Nel resto dell’Europa, come detto, tutti i partiti estremisti ed euroscettici riscontrano un particolare successo. Succede in Ungheria con il partito di ultradestra Jobbik, che vuole che l’Ungheria esca dall’Unione, succede in Finlandia con i Veri Finladesi che, anche loro reduci da ultimi grandi successi elettorali, si scagliano contro l’aspetto solidale dell’Unione e tutti i progetti di salvataggiodi stati in difficoltà con i conti, succede in Svezia con i Democratici Svedesi, formazione politica di discreto successo che lotta contro l’immigrazione. In generale i partiti ed i movimenti euroscettici di successo sono populisti e di estrema destra, ma non mancano Paesi in cui l’antieuropeismo è rivendicazione politica dell’estrema sinistra come in Spagna con Izquierda Unita e in Portogallo con il partito comunista portoghese.

Ma non lasciamoci incantare dai numeri e dagli strilli. L’euroscetticismo dilagante oltre a non essere una assoluta novità e oltre ad andare abbastanza di moda vista la situazione di crisi economica e monetaria, è un fenomeno abbastanza esagerato nella sostanza. Uno sguardo un attimino più pacato dei dati, come quello fatto dal Guardian, ci dice che secondo i sondaggi in tutta Europa la percentuale di voto popolare in favore delle forze euroscettiche equivale al 30%, di soli 5 punti percentuali in più rispetto alle passate elezioni, e il numero dei seggi su cui siederanno parlamentari euroscettici potrebbe essere di 218 su 751, rappresentando poco più di un quarto del Parlamento di Strasburgo, che non è un risultato da buttare, ma senz’altro contenuto e contenibile. E questi sono solo sondaggi. I risultati, in effetti, potrebbero superare le aspettative, ma potrebbero anche andare al di sotto. In realtà il fenomeno ci appare di ampia portata perché trattato ormai quasi  ossessivamente dai media sulla scia dei successi riportati in patria da ognuno di questi partiti ma per vicende di politica interna, di sfiducia nei singoli governi nazionali, non certo per una ben precisa critica al modello di integrazione europeo. Il successo in patria dell’euroscettico non è dire lo stesso del successo in Europa. D’altronde stenta ad affermarsi una vera trasversalità  di tutte le forze euroscettiche; ci ha provato Marine Le Pen tendendo la mano a Grillo, ma si è vista rispondere picche per la pericolosità del progetto che potrebbe portare nocumento ad ogni singola formazione piuttosto che benefici vista l’eterogeneità vistosa tra tutti questi. In ultimo, tra i cinque candidati alla presidenza della Commissioneeuropea non ce n’è uno euroscettico, anzi tra loro è quasi una gara a chi chiede più Europa. Solo Tsipras, il leader greco di Syriza, la coalizione di partiti di estrema sinistra, è critico nei confronti di questa Europa, ma per lui l’Unione non è mai stata in discussione e nemmeno l’euro.

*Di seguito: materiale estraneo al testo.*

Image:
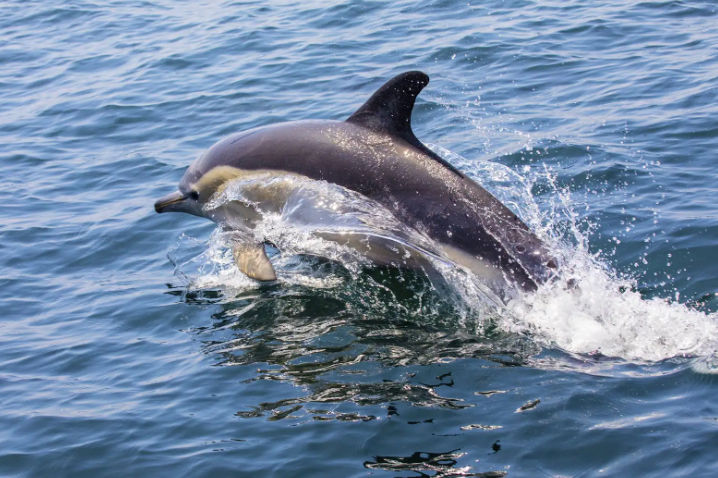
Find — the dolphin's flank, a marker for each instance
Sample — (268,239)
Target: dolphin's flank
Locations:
(374,153)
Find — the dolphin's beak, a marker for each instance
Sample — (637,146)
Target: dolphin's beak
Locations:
(170,202)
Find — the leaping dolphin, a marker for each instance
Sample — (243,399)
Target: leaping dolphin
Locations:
(374,153)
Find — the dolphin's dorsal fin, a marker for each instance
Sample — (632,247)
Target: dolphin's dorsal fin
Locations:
(389,111)
(389,108)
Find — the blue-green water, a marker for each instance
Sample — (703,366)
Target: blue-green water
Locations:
(129,348)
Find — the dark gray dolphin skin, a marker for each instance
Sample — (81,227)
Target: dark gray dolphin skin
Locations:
(375,153)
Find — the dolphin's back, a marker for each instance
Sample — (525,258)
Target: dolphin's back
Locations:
(376,154)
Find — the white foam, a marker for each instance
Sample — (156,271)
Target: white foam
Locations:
(597,312)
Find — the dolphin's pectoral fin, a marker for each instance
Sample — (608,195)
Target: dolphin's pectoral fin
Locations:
(252,261)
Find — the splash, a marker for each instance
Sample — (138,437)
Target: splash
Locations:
(326,234)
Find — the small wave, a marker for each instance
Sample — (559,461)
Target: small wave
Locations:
(326,235)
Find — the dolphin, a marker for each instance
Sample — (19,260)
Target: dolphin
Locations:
(376,154)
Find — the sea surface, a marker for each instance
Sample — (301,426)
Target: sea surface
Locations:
(131,346)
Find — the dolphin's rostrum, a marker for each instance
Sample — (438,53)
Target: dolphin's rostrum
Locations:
(374,153)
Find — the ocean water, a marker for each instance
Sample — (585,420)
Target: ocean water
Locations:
(130,345)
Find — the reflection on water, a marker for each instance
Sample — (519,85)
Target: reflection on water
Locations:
(328,341)
(441,464)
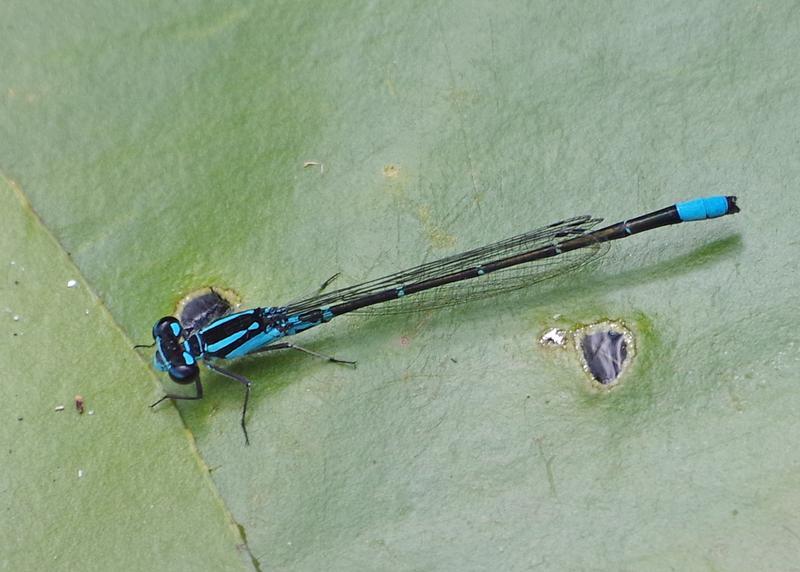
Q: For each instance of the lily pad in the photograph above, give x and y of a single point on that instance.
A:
(263, 148)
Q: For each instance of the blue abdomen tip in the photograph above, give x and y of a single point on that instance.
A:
(708, 207)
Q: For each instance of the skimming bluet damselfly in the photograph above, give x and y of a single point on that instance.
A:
(509, 264)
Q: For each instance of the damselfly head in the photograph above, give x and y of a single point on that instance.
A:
(170, 354)
(167, 327)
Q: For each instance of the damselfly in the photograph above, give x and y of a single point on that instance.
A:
(509, 264)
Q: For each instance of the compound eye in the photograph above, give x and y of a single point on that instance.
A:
(167, 326)
(184, 373)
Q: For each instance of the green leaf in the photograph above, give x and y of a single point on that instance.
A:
(165, 149)
(115, 487)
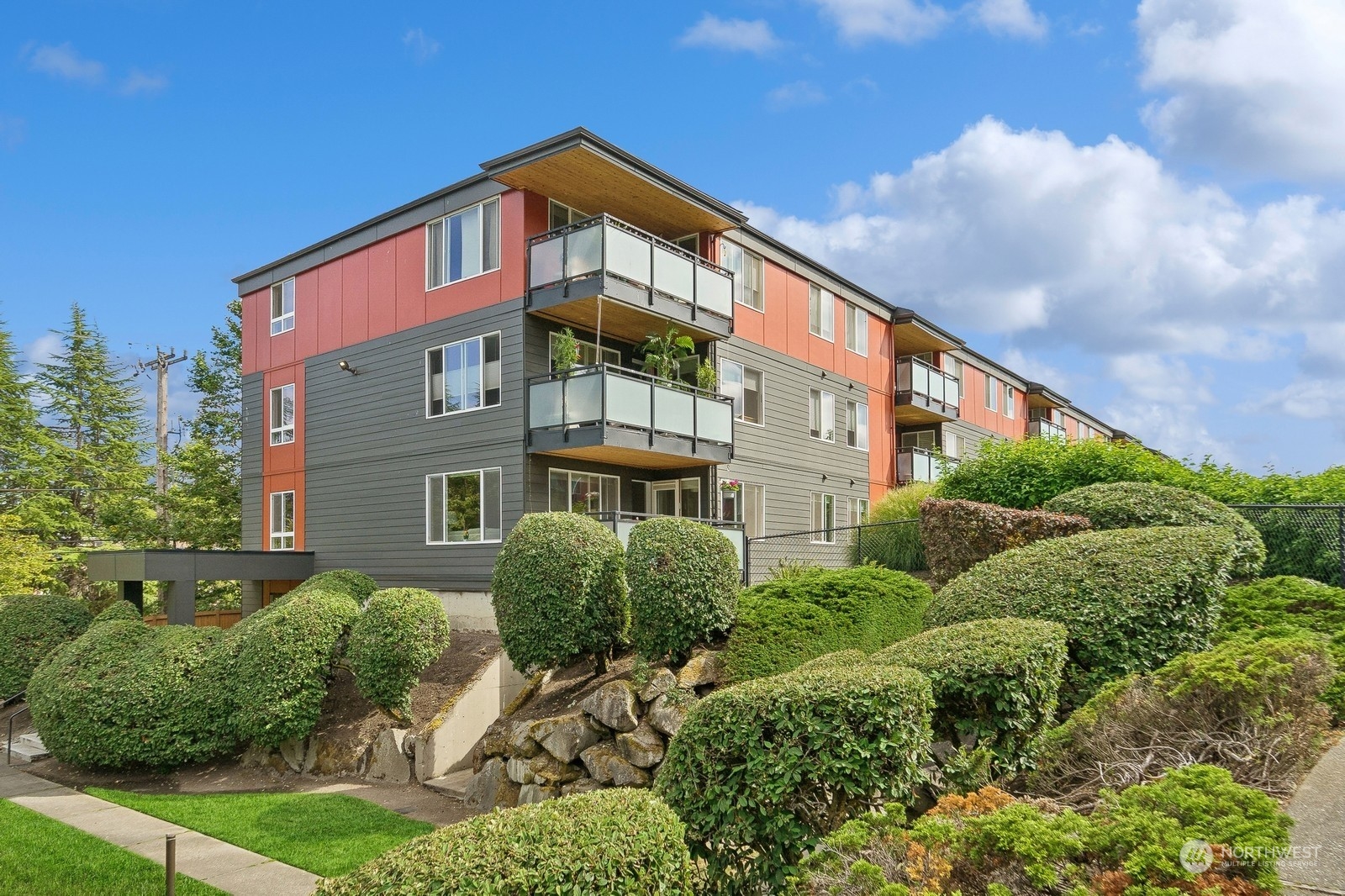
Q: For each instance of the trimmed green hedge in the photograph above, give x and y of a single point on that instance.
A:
(31, 627)
(125, 694)
(760, 771)
(685, 582)
(994, 678)
(607, 842)
(560, 591)
(1133, 505)
(1131, 599)
(786, 622)
(398, 635)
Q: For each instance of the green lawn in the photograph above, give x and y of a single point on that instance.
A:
(44, 856)
(324, 833)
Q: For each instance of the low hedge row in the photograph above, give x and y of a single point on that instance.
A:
(959, 535)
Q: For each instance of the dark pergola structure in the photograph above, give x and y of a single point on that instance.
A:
(182, 569)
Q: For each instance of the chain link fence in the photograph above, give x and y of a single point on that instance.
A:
(1301, 540)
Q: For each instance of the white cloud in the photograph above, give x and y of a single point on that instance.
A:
(1009, 18)
(423, 46)
(799, 93)
(735, 35)
(1250, 84)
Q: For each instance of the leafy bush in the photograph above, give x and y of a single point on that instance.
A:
(683, 580)
(989, 842)
(1131, 599)
(1288, 606)
(604, 842)
(959, 535)
(1247, 707)
(994, 678)
(33, 626)
(279, 662)
(560, 591)
(398, 635)
(789, 620)
(898, 546)
(760, 771)
(1133, 505)
(125, 694)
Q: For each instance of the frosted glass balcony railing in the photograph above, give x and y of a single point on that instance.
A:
(611, 396)
(607, 245)
(926, 380)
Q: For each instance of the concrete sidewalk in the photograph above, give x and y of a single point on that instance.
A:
(213, 862)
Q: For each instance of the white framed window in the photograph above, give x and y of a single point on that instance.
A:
(856, 329)
(822, 308)
(583, 493)
(824, 519)
(282, 521)
(822, 414)
(282, 414)
(463, 506)
(463, 245)
(857, 425)
(748, 273)
(746, 387)
(463, 376)
(282, 307)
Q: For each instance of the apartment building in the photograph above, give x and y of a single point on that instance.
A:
(403, 409)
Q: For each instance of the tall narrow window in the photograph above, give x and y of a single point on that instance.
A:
(463, 508)
(856, 329)
(822, 414)
(282, 414)
(282, 521)
(463, 245)
(463, 376)
(282, 307)
(822, 307)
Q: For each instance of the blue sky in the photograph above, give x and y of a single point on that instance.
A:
(1140, 203)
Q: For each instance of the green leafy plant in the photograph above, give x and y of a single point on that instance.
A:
(760, 771)
(398, 635)
(685, 580)
(607, 842)
(1131, 599)
(786, 622)
(560, 591)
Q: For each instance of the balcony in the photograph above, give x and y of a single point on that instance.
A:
(919, 465)
(925, 393)
(619, 416)
(572, 269)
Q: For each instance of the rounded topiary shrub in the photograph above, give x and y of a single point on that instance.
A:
(763, 770)
(33, 626)
(560, 591)
(1131, 599)
(279, 662)
(607, 842)
(997, 680)
(125, 694)
(398, 635)
(1133, 505)
(683, 580)
(786, 622)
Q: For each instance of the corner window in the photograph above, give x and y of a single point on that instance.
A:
(463, 376)
(282, 521)
(463, 508)
(856, 329)
(822, 414)
(282, 414)
(822, 307)
(282, 307)
(746, 387)
(463, 245)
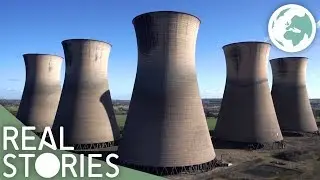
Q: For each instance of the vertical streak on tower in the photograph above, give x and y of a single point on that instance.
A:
(41, 92)
(290, 96)
(247, 113)
(166, 125)
(85, 109)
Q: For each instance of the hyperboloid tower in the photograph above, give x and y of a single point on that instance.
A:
(290, 96)
(85, 109)
(166, 127)
(41, 92)
(247, 114)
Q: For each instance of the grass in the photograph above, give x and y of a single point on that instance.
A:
(121, 119)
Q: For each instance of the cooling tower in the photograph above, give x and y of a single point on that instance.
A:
(41, 92)
(247, 114)
(290, 96)
(166, 125)
(85, 109)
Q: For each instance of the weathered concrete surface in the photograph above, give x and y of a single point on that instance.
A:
(85, 109)
(166, 124)
(41, 92)
(247, 113)
(290, 96)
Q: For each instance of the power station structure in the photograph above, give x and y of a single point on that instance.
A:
(85, 109)
(290, 96)
(166, 129)
(247, 114)
(41, 92)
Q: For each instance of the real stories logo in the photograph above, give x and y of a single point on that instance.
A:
(48, 165)
(292, 28)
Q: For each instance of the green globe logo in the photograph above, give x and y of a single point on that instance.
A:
(292, 28)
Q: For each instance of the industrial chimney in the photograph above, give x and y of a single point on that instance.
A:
(41, 92)
(166, 127)
(85, 109)
(290, 96)
(247, 114)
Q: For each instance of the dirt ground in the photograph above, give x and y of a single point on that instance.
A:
(300, 159)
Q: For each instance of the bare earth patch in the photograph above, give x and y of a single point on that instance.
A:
(300, 159)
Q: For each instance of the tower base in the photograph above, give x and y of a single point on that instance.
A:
(165, 171)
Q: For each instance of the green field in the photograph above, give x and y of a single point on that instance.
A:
(121, 119)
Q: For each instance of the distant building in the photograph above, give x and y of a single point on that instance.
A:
(166, 129)
(41, 92)
(247, 113)
(85, 109)
(290, 95)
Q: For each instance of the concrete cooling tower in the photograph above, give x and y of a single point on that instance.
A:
(166, 127)
(41, 92)
(85, 109)
(290, 96)
(247, 114)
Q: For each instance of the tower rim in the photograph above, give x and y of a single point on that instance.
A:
(169, 12)
(245, 42)
(84, 39)
(41, 54)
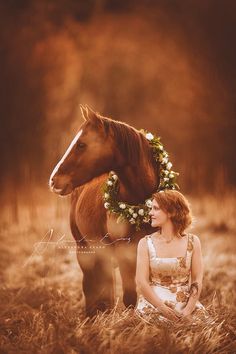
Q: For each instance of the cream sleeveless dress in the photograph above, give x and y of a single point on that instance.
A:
(170, 280)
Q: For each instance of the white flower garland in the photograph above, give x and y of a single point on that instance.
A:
(139, 214)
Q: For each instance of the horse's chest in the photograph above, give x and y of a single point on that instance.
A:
(116, 228)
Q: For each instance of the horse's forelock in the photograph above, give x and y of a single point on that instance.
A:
(130, 141)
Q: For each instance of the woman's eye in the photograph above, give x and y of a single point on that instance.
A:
(80, 145)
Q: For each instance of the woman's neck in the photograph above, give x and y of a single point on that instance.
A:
(167, 232)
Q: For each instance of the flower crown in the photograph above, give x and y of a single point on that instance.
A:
(139, 214)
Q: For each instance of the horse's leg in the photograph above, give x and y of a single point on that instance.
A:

Il vero euroscetticismo, in fin dei conti, non si ritrova nei ben conosciuti movimenti populisti, nazionalisti o razzisti, bensì nell’astensione alle elezioni europee, la quale risulta elevatissima. Così come il dissenso verso un governo in carica viene anche dimostrato rinunciando a partecipare alle elezioni, in Europa la bassissima affluenza alle urne, che nel 2009, per esempio, si è attestata al 43%, è indicatore di quanto tutti siamo poco europei. Il motivo è da imputare anche ai media che destinano pochissimo spazio ad una vera informazione europea. I media di tutta europa, non solo italiani, sono dominati ancora dalla politica interna come se questa funzionasse in maniera pienamente indipendente non solo dalla politica europea, ma  dalla politica internazionale in generale. Ci sono stati ben due confronti tra i cinque candidati alla presidenza della commissione europea, ma questo avvenimento stenta a trovare risalto nella nostra tv, per esempio. Se continua così, se una cappa di disinformazione e un velo di apatia continueranno ad incombere su tutti i cittadini europei, i veri euroscettici non saranno quelli che strillano e che lanciano invettive contro Bruxelles, ma tutto il resto.